TLDR: Don't forget that a larger portion of the Steam Deck's power budget is being eaten by the CPU compared to the Switch, then in turn the Switch's GPU gets a higher percentage compared to the Steam Deck.
Rest of this post is just expanding on the above point:
For mobile Zen 2, I'll be using two charts from
here.
Look at the red line of dashes for mobile Zen 2.
Key assumption 1: I'm assuming 4 cores to match up with the rest (and also for the charts to make sense, especially its performance relative to 4 desktop Zen 2 cores).
So far as the author can manage, it looks like we see the power draw range from as low as ~3.2 watts to ~26 watts, or about ~0.8-~6.5 watts per core.
This one tells us the range in clock frequency that the author managed to find. About ~1.7 ghz to 4 ghz. So let's map the end points; ~3.2 watts to ~1.7 ghz and ~26 watts to 4 ghz. But what about in between?
(disclosure: observant readers looking at the page I linked to will notice that the 7-zip compress chart has a slight difference in the range of power drawn.
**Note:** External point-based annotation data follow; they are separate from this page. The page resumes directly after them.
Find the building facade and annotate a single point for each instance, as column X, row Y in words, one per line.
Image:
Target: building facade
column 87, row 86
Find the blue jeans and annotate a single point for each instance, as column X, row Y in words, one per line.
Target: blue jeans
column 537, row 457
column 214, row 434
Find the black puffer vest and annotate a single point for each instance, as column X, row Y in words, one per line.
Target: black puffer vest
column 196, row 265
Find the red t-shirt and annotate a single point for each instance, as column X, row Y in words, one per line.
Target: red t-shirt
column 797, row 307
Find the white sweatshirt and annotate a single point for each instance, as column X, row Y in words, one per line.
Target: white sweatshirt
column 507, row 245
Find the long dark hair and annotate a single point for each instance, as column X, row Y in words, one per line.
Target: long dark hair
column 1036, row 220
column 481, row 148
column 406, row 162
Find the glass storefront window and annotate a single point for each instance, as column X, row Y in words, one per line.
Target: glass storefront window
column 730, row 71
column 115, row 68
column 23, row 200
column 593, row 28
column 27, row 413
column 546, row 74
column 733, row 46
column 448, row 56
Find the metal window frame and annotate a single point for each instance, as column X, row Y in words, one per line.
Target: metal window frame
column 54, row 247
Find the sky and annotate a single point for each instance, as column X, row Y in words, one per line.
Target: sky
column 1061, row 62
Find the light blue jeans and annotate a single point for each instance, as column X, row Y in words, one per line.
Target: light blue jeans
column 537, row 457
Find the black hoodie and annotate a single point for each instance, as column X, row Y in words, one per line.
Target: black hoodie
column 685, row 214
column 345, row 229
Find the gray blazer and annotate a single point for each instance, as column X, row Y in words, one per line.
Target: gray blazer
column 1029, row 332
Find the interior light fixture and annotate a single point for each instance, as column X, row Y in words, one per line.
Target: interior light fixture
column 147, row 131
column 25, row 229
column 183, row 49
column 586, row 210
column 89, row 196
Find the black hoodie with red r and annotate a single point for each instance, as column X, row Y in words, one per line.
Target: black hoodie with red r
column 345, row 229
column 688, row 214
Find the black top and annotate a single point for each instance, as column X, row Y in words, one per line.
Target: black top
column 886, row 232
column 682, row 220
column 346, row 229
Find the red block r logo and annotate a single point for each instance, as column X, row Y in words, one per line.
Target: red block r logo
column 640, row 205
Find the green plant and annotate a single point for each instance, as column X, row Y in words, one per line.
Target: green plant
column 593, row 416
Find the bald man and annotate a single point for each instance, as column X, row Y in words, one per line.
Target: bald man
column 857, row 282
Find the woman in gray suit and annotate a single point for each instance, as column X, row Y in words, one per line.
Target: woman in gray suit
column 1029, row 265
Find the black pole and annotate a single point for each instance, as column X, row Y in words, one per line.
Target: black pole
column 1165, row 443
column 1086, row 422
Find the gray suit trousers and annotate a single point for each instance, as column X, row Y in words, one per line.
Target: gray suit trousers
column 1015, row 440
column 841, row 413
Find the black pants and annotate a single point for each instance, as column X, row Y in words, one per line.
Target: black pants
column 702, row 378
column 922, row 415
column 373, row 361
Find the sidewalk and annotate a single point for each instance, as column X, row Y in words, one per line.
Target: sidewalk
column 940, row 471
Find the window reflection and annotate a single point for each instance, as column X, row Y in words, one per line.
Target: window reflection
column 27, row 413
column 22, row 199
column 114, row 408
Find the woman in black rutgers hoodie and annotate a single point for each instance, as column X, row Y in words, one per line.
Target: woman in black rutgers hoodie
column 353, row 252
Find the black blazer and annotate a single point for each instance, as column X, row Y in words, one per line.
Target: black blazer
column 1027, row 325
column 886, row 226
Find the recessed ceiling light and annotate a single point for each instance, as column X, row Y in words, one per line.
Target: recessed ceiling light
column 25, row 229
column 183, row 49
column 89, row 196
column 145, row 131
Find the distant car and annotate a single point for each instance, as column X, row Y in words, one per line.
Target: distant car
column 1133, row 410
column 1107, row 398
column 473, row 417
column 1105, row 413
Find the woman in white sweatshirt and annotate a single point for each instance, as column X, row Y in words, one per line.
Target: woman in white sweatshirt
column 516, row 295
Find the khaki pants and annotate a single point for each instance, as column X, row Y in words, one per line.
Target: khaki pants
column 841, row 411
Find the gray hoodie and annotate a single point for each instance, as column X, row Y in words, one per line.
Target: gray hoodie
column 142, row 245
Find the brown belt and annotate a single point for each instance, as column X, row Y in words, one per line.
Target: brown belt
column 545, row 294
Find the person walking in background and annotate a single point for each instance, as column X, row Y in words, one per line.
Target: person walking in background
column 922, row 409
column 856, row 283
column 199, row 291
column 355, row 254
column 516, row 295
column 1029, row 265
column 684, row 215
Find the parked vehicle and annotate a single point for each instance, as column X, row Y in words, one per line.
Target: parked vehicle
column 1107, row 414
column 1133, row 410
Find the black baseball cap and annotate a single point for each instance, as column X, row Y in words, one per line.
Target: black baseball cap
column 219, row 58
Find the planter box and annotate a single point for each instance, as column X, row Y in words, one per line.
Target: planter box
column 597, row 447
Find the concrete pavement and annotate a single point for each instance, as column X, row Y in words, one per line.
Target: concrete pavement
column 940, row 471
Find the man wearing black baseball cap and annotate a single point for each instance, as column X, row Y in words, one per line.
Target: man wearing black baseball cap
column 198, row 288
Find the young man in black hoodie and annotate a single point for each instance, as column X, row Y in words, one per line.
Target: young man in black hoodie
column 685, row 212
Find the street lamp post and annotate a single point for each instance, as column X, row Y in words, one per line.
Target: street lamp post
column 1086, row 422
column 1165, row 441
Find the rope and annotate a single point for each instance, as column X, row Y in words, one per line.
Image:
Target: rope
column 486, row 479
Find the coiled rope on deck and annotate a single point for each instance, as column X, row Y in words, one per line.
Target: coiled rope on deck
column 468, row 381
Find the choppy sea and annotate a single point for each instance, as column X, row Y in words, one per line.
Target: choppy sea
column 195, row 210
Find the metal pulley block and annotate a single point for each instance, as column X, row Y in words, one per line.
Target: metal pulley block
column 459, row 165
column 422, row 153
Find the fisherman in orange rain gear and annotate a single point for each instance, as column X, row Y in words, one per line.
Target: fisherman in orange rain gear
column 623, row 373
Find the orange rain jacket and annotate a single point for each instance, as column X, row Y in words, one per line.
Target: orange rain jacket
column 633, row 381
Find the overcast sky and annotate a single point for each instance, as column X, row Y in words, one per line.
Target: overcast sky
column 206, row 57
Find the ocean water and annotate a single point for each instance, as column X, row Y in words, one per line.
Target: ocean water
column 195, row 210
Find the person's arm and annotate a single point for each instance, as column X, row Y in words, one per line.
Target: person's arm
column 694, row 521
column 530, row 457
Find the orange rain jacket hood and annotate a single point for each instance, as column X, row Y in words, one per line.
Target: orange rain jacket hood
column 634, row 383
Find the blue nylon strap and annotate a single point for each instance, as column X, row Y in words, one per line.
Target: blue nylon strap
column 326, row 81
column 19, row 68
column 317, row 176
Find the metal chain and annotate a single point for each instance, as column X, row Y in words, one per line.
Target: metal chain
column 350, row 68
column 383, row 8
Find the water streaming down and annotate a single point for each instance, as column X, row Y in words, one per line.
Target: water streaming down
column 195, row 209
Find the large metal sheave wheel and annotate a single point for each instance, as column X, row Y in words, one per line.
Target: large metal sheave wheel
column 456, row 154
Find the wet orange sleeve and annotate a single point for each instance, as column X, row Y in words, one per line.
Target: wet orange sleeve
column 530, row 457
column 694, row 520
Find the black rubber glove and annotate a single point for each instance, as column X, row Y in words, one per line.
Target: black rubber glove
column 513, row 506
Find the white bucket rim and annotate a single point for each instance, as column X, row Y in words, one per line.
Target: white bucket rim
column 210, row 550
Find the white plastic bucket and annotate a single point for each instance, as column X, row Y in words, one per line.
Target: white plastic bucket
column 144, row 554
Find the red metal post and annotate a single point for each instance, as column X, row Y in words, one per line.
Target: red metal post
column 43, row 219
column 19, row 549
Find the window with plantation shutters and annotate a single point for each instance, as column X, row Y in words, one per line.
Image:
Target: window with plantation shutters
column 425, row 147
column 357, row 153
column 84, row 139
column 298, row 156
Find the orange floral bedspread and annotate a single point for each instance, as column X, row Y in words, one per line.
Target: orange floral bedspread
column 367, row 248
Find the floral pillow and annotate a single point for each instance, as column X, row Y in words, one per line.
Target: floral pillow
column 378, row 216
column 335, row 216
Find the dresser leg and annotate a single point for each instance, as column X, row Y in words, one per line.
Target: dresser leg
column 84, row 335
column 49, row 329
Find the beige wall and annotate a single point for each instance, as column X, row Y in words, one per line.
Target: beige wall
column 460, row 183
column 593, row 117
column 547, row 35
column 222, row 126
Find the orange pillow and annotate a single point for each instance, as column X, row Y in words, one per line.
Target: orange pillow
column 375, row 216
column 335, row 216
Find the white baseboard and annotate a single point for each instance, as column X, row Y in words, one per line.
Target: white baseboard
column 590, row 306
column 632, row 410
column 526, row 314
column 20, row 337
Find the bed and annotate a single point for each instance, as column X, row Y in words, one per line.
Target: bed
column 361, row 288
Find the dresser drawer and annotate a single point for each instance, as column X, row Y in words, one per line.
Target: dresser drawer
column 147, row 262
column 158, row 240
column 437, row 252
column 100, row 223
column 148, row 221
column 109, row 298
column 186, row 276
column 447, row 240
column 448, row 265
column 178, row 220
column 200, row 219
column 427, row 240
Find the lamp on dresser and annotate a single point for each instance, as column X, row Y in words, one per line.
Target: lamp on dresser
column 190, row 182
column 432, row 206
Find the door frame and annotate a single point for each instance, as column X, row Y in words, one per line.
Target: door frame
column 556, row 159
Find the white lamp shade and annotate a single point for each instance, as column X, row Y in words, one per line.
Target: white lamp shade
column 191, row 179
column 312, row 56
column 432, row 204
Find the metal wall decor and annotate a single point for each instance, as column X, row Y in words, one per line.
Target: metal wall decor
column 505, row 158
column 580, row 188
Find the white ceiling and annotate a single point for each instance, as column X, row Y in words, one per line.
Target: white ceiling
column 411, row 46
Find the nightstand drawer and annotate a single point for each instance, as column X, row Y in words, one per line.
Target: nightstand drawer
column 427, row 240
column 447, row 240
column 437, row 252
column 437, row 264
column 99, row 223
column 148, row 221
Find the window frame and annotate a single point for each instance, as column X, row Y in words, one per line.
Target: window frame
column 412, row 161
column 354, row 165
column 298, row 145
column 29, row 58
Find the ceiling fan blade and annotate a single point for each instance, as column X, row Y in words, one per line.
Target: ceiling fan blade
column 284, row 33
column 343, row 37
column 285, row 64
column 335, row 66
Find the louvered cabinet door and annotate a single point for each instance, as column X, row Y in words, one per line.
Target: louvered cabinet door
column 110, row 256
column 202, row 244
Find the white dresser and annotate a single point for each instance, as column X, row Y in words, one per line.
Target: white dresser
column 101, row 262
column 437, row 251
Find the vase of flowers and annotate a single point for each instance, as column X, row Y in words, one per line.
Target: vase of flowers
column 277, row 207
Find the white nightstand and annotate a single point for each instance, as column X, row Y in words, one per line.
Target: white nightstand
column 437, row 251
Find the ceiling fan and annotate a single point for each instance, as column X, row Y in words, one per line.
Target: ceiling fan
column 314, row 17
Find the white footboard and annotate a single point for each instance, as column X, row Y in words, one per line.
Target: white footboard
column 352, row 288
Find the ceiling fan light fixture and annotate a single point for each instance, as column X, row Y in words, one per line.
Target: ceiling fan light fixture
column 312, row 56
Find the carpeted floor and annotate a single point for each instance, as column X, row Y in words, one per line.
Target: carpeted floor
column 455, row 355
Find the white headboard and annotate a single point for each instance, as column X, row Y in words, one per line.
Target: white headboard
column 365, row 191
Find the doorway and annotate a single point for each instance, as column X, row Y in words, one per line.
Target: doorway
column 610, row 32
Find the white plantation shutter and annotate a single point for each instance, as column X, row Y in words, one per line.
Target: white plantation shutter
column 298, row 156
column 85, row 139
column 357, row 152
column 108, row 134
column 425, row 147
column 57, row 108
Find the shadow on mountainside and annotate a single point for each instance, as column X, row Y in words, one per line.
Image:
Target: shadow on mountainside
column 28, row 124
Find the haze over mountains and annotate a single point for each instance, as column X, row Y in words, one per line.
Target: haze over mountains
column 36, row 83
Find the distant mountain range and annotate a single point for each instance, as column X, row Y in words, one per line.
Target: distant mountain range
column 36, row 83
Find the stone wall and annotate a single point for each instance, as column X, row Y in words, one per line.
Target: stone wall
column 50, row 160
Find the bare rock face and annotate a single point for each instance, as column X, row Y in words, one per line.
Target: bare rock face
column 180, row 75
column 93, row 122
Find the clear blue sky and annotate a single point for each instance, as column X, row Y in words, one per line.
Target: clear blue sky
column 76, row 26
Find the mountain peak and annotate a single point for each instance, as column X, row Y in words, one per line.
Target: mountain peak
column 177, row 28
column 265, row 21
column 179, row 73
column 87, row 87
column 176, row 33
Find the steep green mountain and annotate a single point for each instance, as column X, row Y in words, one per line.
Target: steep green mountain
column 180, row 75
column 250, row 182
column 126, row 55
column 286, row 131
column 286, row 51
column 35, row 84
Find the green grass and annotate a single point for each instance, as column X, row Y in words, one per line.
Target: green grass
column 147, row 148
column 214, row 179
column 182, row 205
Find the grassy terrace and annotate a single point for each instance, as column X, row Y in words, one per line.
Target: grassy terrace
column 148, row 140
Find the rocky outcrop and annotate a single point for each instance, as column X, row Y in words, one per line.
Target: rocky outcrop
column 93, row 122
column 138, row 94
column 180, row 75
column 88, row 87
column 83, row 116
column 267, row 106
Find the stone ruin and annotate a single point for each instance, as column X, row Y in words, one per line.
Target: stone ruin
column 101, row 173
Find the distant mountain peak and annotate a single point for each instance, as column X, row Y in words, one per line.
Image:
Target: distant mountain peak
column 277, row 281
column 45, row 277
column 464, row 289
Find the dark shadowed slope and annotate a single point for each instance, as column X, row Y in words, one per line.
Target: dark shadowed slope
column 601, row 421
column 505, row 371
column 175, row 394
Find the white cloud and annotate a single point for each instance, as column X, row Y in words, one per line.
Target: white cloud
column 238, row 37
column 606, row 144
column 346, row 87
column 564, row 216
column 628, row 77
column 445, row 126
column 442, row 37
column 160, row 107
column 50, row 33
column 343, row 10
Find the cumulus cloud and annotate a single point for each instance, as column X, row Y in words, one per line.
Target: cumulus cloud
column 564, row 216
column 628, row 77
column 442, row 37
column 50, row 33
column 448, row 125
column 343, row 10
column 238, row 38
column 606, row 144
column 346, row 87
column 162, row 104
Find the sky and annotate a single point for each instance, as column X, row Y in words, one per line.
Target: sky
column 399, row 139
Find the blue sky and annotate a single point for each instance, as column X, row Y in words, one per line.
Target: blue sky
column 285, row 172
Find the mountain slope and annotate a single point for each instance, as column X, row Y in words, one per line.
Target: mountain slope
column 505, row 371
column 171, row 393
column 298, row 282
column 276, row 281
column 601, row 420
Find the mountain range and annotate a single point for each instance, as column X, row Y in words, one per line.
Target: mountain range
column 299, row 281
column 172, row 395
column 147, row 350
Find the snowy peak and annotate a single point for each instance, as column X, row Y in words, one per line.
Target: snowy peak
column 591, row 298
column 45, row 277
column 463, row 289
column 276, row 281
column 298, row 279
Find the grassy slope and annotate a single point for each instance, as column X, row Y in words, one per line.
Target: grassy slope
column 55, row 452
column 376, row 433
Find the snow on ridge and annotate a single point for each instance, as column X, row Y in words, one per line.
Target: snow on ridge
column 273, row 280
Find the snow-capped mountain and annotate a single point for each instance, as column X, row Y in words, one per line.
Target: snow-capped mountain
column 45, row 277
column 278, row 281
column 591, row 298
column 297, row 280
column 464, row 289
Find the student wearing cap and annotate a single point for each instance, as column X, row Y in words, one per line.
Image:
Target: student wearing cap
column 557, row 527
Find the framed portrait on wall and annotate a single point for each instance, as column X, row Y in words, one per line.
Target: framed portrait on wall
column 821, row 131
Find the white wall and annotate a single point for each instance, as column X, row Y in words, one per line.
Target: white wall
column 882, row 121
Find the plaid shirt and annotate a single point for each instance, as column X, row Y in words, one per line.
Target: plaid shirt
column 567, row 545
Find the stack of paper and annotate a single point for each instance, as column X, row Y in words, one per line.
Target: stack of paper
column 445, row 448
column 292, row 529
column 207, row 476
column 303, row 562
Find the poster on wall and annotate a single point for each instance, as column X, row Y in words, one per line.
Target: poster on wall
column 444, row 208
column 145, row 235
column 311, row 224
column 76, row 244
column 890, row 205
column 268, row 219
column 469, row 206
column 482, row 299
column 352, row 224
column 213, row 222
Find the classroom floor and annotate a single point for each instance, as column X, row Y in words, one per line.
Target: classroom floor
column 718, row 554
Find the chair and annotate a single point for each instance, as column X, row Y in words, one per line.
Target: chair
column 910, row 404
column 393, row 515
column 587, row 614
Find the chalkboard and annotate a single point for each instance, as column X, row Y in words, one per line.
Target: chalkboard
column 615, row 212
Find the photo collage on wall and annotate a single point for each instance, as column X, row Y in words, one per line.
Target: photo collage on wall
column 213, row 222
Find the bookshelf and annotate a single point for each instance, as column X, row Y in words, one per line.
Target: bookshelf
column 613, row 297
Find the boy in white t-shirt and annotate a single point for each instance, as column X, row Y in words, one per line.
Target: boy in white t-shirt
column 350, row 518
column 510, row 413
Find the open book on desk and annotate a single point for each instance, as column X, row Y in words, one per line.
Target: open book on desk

Clocks still look to have the same range. That's an example of different workloads stress different parts of the CPU, leading to differences in total power used despite the same frequency. Keep in mind that it's probably the case that for gaming, your power draw at a given frequency would be slightly lower compared to video transcoding, albeit not significantly enough to change the message)
Going back to the first chart, the perf/power curve looks like a reasonable shape. I also know that transcoding with x264 is generally understood to have performance (ie FPS) scale linearly with threads.
Key assumption 2: Ergo, I assume that the relationship between clock and perf is linear.
Starting with the end points... it's ~3.2 FPS at its slowest and about... ~6.3 FPS at its fastest. So let's map ~1.7 ghz to ~3.2 FPS and 4 ghz to ~6.3 FPS. Then, we can see that ~4/1.7 times the clock gets ~6.3/3.2 times the perf. Then if it's straight line, the scaling factor would be... x~=6.3 / 3.2 * 1.7 / 4 ~= 0.837.
Checking back with wikipedia, Steam Deck's listed with CPU frequency being 2.4 to 3.5 ghz...
2.4/1.7 * 0.837 ~= 1.182. Then I multiply that by 3.2 FPS to get ~3.781 FPS. On the chart, that's about... 4.6-4.7 watts (or 1.15-1.175 watts per core).
(btw, if it were 8 cores and thus not even 0.6 watts per core to hit 2.4 ghz, that would outdo
ARM on a N7 node, and that certainly fails a sanity check)
3.5/1.7 * 0.837 ~= 1.723. Then multiply by 3.2 FPS to get ~5.514 FPS. On the chart, that's about... 10.7-10.8 watts (or 2.675 to 2.7 watts per core).
What about the Switch?
That's a lot easier!
Remember that Erista is on TSMC's 20nm node. What would make for a reasonable comparison? Hmm...how about something on Samsung's 20nm node? It's not gonna be exactly the same, but it'll be close enough for the purposes of this post.
From
this page, we have this chart that longtime readers of this thread may remember:
Quad A57 cores @1 ghz uses about 1.83 watts.
Personally, I expect Drake to target about 2 watts or less for the CPU. And that's fine. ARM Cortex-A cores shoot for 1 watt or less per core. The A78 specifically targets 3 ghz@1 watt on a 5 nm process (or so ARM promotional material says). Sure, 8 A78@3 ghz would then take up ~8 watts themselves. But we know that's not happening. Napkin math says slash the frequency in half to get quarter the power as a rough guesstimate, so you may be able to hit ~1.5 ghz at 2 watts on base N5. And that's ignoring that the core reserved for OS doesn't necessarily have to be at the same frequency as the rest, which could free up some centiwatts to spreads among the rest.
On a N7 node, ARM says A77 hits 2.6 ghz@1 watt. A78's slightly more efficient (-4% power) even on the same process, so let's stick with that number. Again, napkin math says half frequency/quarter power, so 8 A78 at 1.3 ghz should be doable within 2 watts.
And in total, the watts you save here on the CPU can be shifted over to the GPU. A few watts here gets you a few more deciwatts per SM.